Extracts column names from a list of PySpark Column or ConnectColumn expressions.

This function processes each column, ensuring that only valid column names are returned.

Arguments:

  • columns - List of columns, ConnectColumns or strings representing columns.
  • allow_simple_expressions_only - If True, raises an error if the column expression is not a simple expression.

Returns:

List of column names as strings.

is_simple_column_expression

def is_simple_column_expression(col_name: str) -> bool

Returns True if the column name does not contain any disallowed characters: space, comma, semicolon, curly braces, parentheses, newline, tab, or equals sign.

Arguments:

  • col_name - Column name to validate.

Returns:

True if the column name is valid, False otherwise.

normalize_bound_args

def normalize_bound_args(val: Any) -> Any

Normalize a value or collection of values for consistent processing.

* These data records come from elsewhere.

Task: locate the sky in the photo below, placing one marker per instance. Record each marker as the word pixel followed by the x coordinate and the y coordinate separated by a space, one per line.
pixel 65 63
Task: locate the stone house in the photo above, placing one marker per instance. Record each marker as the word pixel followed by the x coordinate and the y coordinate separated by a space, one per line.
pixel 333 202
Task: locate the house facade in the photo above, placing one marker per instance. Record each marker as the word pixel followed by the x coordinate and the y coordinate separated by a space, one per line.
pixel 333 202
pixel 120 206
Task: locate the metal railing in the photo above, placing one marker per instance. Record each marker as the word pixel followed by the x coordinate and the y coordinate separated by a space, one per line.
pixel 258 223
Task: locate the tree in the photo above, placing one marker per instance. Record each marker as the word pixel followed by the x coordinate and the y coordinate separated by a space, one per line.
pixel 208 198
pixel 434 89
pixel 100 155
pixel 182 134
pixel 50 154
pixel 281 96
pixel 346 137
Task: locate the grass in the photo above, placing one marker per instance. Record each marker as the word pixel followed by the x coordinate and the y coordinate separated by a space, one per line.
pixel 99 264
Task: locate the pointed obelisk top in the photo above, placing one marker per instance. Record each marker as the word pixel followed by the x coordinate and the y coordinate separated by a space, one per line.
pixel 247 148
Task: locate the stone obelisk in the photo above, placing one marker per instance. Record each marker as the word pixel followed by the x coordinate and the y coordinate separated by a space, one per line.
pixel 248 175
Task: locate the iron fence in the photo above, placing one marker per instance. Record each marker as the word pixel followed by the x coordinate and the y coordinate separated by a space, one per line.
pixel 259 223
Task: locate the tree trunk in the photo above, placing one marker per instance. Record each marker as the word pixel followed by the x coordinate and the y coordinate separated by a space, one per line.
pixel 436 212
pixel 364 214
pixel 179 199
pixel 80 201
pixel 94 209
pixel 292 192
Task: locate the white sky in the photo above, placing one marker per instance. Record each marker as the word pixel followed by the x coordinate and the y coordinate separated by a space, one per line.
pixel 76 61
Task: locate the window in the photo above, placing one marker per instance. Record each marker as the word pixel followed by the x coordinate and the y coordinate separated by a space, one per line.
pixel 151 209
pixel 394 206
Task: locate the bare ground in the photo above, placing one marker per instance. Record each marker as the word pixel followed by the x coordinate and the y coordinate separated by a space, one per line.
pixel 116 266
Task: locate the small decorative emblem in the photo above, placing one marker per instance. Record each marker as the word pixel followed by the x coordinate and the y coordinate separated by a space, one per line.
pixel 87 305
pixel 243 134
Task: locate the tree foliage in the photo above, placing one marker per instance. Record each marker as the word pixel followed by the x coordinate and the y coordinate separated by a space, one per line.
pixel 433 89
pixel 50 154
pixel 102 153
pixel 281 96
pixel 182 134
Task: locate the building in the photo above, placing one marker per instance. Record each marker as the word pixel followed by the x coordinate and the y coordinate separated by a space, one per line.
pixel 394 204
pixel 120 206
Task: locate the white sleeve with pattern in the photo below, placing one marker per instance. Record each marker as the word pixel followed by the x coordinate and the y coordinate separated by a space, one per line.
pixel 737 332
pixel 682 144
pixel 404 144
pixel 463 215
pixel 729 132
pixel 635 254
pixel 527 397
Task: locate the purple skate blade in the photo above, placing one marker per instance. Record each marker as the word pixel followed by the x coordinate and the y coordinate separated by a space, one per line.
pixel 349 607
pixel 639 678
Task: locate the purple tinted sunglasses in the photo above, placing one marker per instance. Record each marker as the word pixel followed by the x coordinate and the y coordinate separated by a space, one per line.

Handles primitives, dates, and column-like objects. Lists, tuples, and sets are recursively normalized with type preserved.

Arguments:

  • val - Value or collection of values to normalize.

Returns:

Normalized value or collection.

Raises:

  • ValueError - If a column resolves to an invalid name.
  • TypeError - If a column type is unsupported.

normalize_col_str

def normalize_col_str(col_str: str) -> str

Normalizes string to be compatible with metastore column names by applying the following transformations:

  • remove special characters
  • convert to lowercase
  • limit the length to 255 characters to be compatible with metastore column names

Arguments:

  • col_str - Column or string representing a column.

Returns:

Normalized column name.

read_input_data

def read_input_data(spark: SparkSession,
input_config: InputConfig) -> DataFrame

Reads input data from the specified location and format.

Arguments:

  • spark - SparkSession
  • input_config - InputConfig with source location/table name, format, and options

Returns:

DataFrame with values read from the input data

get_reference_dataframes

def get_reference_dataframes(
spark: SparkSession,
reference_tables: dict[str, InputConfig] | None = None
) -> dict[str, DataFrame] | None

Get reference DataFrames from the provided reference tables configuration.

Arguments:

  • spark - SparkSession
  • reference_tables - A dictionary mapping of reference table names to their input configurations.

Examples:

reference_tables = {
"reference_table_1": InputConfig(location="db.schema.table1", format="delta"),
"reference_table_2": InputConfig(location="db.schema.table2", format="delta")
}

Returns:

A dictionary mapping reference table names to their DataFrames.

save_dataframe_as_table

def save_dataframe_as_table(df: DataFrame, output_config: OutputConfig)

Helper method to save a DataFrame to a Delta table.

Arguments:

  • df - The DataFrame to save
  • output_config - Output table name, write mode, and options

safe_json_load

def safe_json_load(value: str)

Safely load a JSON string, returning the original value if it fails to parse. This allows to specify string value without a need to escape the quotes.

Arguments:

  • value - The value to parse as JSON.